Wednesday, August 8, 2007

Hear ye, Hear ye!

I. am. sorry. Mostly to myself. For not updating this blog for over a week. So because of an overload of emotions last week I never ended up completing my challenge. So here's what I'm going to do: I'm adding a Challenge. This week I will do my challenge from last week (go to a trial) and my 53ed challenge: Write a list of the long-term goals I hope to achieve from this.

SO when this all started out not too long ago, I showed it proudly to my brothers who were v. supportive and thought this was a cool idea. One of them, however, put a bit of a damper on things: He told me that it was great that I was thinking of all these self-improvement things, but that doing things for just one week isn't the same as having year-long goals, that I needed to focus on things that would happen in the long run.
And now I realize that he wasn't criticizing my idea, not at all. I didn't take it hard when he said it, but now I'm taking it and I'm going to put his suggestion to use:

Why did I start doing this? Obviously for some sort of reason, with some sort of goal in mind. What are my long-term objectives? What do I hope to achieve?

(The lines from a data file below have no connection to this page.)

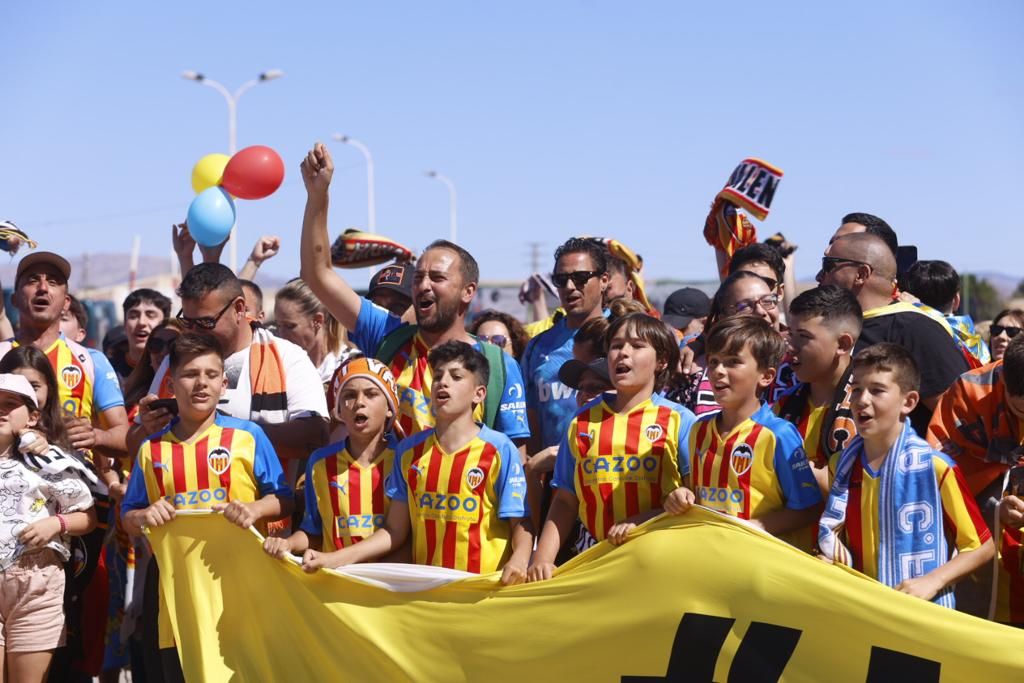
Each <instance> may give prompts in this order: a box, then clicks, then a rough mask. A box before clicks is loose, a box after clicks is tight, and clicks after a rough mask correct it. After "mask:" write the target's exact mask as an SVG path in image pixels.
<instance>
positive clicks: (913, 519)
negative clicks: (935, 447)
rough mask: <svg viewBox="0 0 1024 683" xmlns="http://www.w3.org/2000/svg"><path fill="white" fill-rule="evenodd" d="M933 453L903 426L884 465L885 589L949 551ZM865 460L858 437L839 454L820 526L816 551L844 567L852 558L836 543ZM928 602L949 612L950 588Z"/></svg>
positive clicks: (839, 540) (914, 573) (898, 581)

So here it is: My 53ed (and probably most important challenge):

I am doing this because I want to better myself. I want to help out other people and I want to help out myself, and I honestly think I wouldn't have done most of these things if it hadn't been for the fact that I had challenged myself to do them.
I also think that this has given me an opportunity to actually do something about the things I believe in. Challenges like going to a protest and volunteering even though I've got all the hours I need for High School are things that I've always believed in, but now I have an extra reason to do them: to prove to myself that I can give myself a list of 52 goals and actually complete them.
Another big goal is to stick to this blog. I could've just written down a list of 52 challenges, stuck'em up on my wall, and crossed them off one by one. But the thing is that I've always wanted to keep a blog - and believe me, I've tried. I think I can count about 7 failed blogs in the past 4 years that I started writing but eventually ignored and forgot about. One of them was actually not that bad and I'm sad that I lost it. So this is going to be the blog that works: the one I don't let die off after a few short months. It's also about proving to myself that I can start something and stick to it, because sometimes I have a bit of a problem with that. I plan big, elaborate plans, but rarely do I act on them.
And this is to give me something cool to do and look forward to each week, to help me get through another tough year and my toughest year of school yet. Real World, here I come!

1 comment:

Anonymous said...

You are such an amazing person, and I admire you so much for having the drive to maintain this blog. I especially love how this blog is such a positive influence, and how it tackles issues that are important, not superficial drivel.